No, they must be MIC for those prices.


----------



## brokentoes (Jun 29, 2014)

It seems that he might be a bit shady. Buyer beware. 

Tokai Forum - a subsidiary of TokaiRegistry.com :: View topic - Counterfeit Tokai from Music Express Canada via Reverb

Tokai Forum - a subsidiary of TokaiRegistry.com :: View topic - New Love Rock Custom


----------



## SaucyJack (Mar 8, 2017)

Steadfastly said:


> That's what I was wondering. Are these real Tokai's from Japan?


No they are not.


----------



## davetcan (Feb 27, 2006)

They're not even mahogany. For $500 more you could get an MIJ Tokai. For the price he's asking I'd much rather have and Epi Les Paul.


----------



## Steadfastly (Nov 14, 2008)

davetcan said:


> They're not even mahogany. For $500 more you could get an MIJ Tokai. For the price he's asking I'd much rather have and Epi Les Paul.
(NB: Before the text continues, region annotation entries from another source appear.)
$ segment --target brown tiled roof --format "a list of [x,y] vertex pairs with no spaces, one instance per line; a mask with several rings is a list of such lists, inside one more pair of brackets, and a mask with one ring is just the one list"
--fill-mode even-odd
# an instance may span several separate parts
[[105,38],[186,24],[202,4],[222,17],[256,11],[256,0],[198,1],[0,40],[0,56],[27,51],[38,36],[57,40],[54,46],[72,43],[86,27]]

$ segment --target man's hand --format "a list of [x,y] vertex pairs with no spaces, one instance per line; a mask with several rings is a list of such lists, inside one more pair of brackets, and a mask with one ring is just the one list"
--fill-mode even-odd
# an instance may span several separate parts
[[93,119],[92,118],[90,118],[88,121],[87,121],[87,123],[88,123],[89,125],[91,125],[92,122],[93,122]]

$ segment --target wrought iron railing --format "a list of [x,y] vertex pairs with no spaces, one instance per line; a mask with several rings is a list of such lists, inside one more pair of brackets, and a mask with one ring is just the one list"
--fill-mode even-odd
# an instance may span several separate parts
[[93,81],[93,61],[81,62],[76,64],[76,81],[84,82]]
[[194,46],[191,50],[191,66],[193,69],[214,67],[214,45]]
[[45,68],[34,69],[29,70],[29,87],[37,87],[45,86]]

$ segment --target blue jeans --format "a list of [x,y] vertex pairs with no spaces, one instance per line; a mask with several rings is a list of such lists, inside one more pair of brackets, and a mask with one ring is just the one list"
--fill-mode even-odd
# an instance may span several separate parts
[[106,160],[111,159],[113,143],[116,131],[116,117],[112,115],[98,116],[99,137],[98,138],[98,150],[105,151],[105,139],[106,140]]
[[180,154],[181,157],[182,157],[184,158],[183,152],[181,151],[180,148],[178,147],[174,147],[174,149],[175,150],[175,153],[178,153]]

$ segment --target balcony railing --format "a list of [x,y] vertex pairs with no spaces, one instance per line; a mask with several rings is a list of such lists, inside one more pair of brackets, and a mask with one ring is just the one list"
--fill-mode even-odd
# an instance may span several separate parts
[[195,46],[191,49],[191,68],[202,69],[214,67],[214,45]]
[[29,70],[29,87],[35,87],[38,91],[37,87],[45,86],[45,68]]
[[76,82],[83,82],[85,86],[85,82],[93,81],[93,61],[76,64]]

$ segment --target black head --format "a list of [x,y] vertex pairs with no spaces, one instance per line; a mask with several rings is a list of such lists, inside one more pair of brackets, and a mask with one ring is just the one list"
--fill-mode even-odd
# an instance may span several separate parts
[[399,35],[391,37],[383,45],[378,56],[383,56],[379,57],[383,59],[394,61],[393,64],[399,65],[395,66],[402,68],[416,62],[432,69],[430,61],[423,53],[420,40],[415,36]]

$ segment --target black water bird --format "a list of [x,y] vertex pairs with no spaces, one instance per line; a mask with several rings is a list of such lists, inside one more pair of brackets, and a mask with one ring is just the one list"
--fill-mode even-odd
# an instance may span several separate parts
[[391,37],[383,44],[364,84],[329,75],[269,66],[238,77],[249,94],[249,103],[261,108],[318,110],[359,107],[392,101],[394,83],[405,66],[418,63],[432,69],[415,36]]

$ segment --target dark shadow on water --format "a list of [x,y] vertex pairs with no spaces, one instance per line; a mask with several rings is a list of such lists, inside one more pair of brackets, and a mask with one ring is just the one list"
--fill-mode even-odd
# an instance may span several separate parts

For that price or less, you can get a custom LP with a real 3/4" maple top, your choice of pickups, bridge, neck, frets, etc, etc. from Rondo.


----------



## Distortion (Sep 16, 2015)

Great ,a knock off copying a knock off whats next?


----------



## allthumbs56 (Jul 24, 2006)

I've seen fake Tokais. I've seen fake, fake Tokais. Unless it's old I'd stay away.


----------



## SaucyJack (Mar 8, 2017)

I had one from about 10 years ago. Was a decent guitar, didn't know what exactly it was when I first bought it. I know the difference now.


----------